A powerful theorem in Real Analysis says that if $f$ is continuous on $[a,b]$, then $f$ is Riemann integrable on $[a,b]$. Another important idea is that bounded functions with only finitely many discontinuities are also Riemann integrable. These results show that integrability is quite broad, but not universal.
Concluding View of Integrability
Integrability answers a simple but deep question: can a function be measured accurately by rectangles? 📏 If the answer is yes, then the function has a Riemann integral. If the answer is no, then the function’s behavior is too irregular for this method.
In Real Analysis, this lesson is important because it connects the geometry of areas, the logic of limits, and the precision of function behavior. students, when you understand integrability, you understand why some functions can be integrated and others cannot, and you see how partitions and sums create the foundation of Riemann integration.
Study Notes
- A partition of $[a,b]$ is a finite set of points $a = x_0 < x_1 < \cdots < x_n = b$.
- On each subinterval $[x_{i-1}, x_i]$, define $M_i$ using the supremum and $m_i$ using the infimum.
- The upper sum is $U(f,P) = \sum_{i=1}^n M_i(x_i - x_{i-1})$.
- The lower sum is $L(f,P) = \sum_{i=1}^n m_i(x_i - x_{i-1})$.
- A bounded function $f$ is Riemann integrable on $[a,b]$ if for every $\varepsilon > 0$, some partition $P$ satisfies $U(f,P) - L(f,P) < \varepsilon$.

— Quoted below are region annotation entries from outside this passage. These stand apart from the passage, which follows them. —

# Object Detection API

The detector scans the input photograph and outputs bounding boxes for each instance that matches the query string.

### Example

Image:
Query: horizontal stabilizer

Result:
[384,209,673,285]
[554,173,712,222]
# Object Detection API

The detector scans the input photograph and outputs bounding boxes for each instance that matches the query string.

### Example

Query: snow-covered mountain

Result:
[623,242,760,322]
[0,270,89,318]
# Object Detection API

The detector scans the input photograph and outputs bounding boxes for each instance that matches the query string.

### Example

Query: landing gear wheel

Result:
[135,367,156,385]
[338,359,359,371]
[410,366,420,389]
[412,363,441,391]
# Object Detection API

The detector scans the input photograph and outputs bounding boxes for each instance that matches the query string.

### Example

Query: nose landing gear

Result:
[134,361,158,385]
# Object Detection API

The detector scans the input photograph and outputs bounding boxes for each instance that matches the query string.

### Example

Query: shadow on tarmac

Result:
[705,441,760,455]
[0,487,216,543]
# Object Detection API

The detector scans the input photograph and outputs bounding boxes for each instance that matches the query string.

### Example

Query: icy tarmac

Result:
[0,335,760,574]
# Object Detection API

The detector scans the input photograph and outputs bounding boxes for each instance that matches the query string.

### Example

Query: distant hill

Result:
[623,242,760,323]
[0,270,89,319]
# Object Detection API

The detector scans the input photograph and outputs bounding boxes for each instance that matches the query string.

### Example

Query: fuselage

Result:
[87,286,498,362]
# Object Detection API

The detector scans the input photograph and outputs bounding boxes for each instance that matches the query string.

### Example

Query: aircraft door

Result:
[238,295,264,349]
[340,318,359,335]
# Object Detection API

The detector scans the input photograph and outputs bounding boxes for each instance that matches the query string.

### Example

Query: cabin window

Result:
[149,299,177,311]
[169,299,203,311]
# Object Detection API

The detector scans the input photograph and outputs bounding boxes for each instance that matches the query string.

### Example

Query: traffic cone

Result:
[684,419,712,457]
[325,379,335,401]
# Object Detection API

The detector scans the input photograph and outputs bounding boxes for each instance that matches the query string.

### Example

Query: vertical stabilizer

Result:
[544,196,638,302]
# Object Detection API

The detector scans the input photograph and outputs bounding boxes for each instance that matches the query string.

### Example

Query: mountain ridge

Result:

- Integrability means the upper and lower estimates can be made arbitrarily close.
- Continuous functions on $[a,b]$ are Riemann integrable.
- Step functions with finitely many jumps are Riemann integrable.
- The Dirichlet function on $[0,1]$ is not Riemann integrable because every interval contains both rational and irrational numbers.
- Integrability is the foundation that allows the Riemann integral to be defined as a precise number.